3.5. Application Programming Interface (API)

To support stable and flexible data visualization across the BICAN community, we developed a modular API architecture with three core components: 1) Data Querying API, 2) Hierarchical Relationship API, and 3) Sankey Diagram Generation API. These components enable efficient data exchange, user input processing, and dynamic rendering, ensuring seamless interaction with the visualization system. The Data Querying API uses NHash IDs to retrieve resource items efficiently, with minimal overhead. It supports JSON-based queries and integrates with external applications, enhancing provenance tracking and lineage analysis. The Hierarchical Relationship API provides endpoints to traverse parent-child, sibling, and descendant relationships, with configurable depth and filters to balance detail and performance. This supports accurate Sankey diagram construction and complex dependency analysis. The Sankey Diagram Generation API converts user-defined parameters into visualizations through automated aggregation and rendering. It also supports saving and retrieving configurations for future use. Together, these APIs streamline data exploration, enabling researchers to derive insights and make evidence-based decisions through interactive visualizations.

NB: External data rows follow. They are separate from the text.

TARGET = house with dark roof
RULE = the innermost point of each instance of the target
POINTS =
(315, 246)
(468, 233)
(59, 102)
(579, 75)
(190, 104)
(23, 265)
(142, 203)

API development faces two key challenges: over-fetching and under-fetching. Over-fetching occurs when APIs return excessive data, leading to inefficiencies. For example, in BICAN, a brain bank personnel may need donor details while a sequencing center personnel requires brain structure data. Traditional APIs often return all available data, causing redundancy [33]. Under-fetching happens when APIs fail to retrieve all necessary data, requiring multiple queries [34]. For instance, in BICAN, a traditional Restful API may require multiple queries to retrieve a tissue sample along with its related resources, leading to increased latency and reduced performance [35]. To address over- and under-fetching, we implemented a micro-application architecture (Figure 3) that separates the user interface into multiple independent front-end applications. The Provenance Tracking Interface (Section 4.2) is one example, with others supporting data entry and retrieval. A central container application manages authentication and routes users based on roles encoded in JWT tokens. Each micro-application is tailored to a specific user group and connects to dedicated backend APIs aligned with its workflow. This design ensures only the necessary data is retrieved for each task, reducing redundancy and improving performance. By distributing responsibilities across modular components, the architecture enhances scalability and delivers a more efficient, role-specific user experience.

Figure 3:

Figure 3:

The micro-application architecture.

4. Results

4.1. BICAN Data Repository

The Data Repository we have built for BICAN serves as a centralized and structured storage system, designed to efficiently organize and manage diverse resource types. As of today, it comprises 11 distinct resource types (depicted as purple blocks in Figure 4), representing an experimental workflow towards generating single cell genomics data. Donors are entered into RPVE with an extensive set of clinical pathology metadata by Brain Banks. Postmortem brain specimens are divided into thick (typically coronal) Brain Slabs. Brain Slab images are uploaded through a UI with tools to rotate and crop to individual slabs. Tissue can be requested from a Brain Bank by drawing a Region of Interest (ROI) on the slab images. Multiple Tissues can be combined and processed by a Library Lab to create a Dissociated Cell Sample. Optionally, the cell sample can go through an enrichment step to select for specific cell types, yielding an Enriched Cell Sample. The cell barcoding step adds a molecular barcode to each individual cell of the input cell sample. Portions of the Barcoded Cell Sample are then used to create one or more Libraries for sequencing. For gene expression analysis, amplification of the input material before Library generation is needed to have accurate and reliable sequencing (Amplified cDNA). Finally, a portion of a Library (Library Aliquot) is combined with other Library Aliquots to form a Library Pool. Each library aliquot in a library pool will have a unique index to allow them to be sequenced together and then demultiplexed, generating a set of FASTQ files ready for alignment for each library aliquot.

Figure 4:

Figure 4:

The 11 distinct resource types in BICAN.

The repository is structured as a relational database, accurately capturing the hierarchical and interconnected relationships among resource types through an entity-relation model, as also depicted in Figure 4. For instance, a single donor is linked to multiple slabs, each slab contains multiple ROIs, and each ROI encompasses multiple tissues, forming a well-defined parent-child hierarchy. A relational database was chosen because the dataset’s structure is predictable, tabular, and well-suited to clearly specify entities and relationships. This model ensures strong data integrity through primary and foreign key constraints, supports complex queries via standardized SQL, and provides reliable transactional consistency, which is critical for managing clinical and research data. While NoSQL or graph databases may be beneficial for unstructured or highly dynamic data, the relational approach enables efficient data retrieval, integrity enforcement, and scalability, facilitating seamless navigation across interconnected datasets.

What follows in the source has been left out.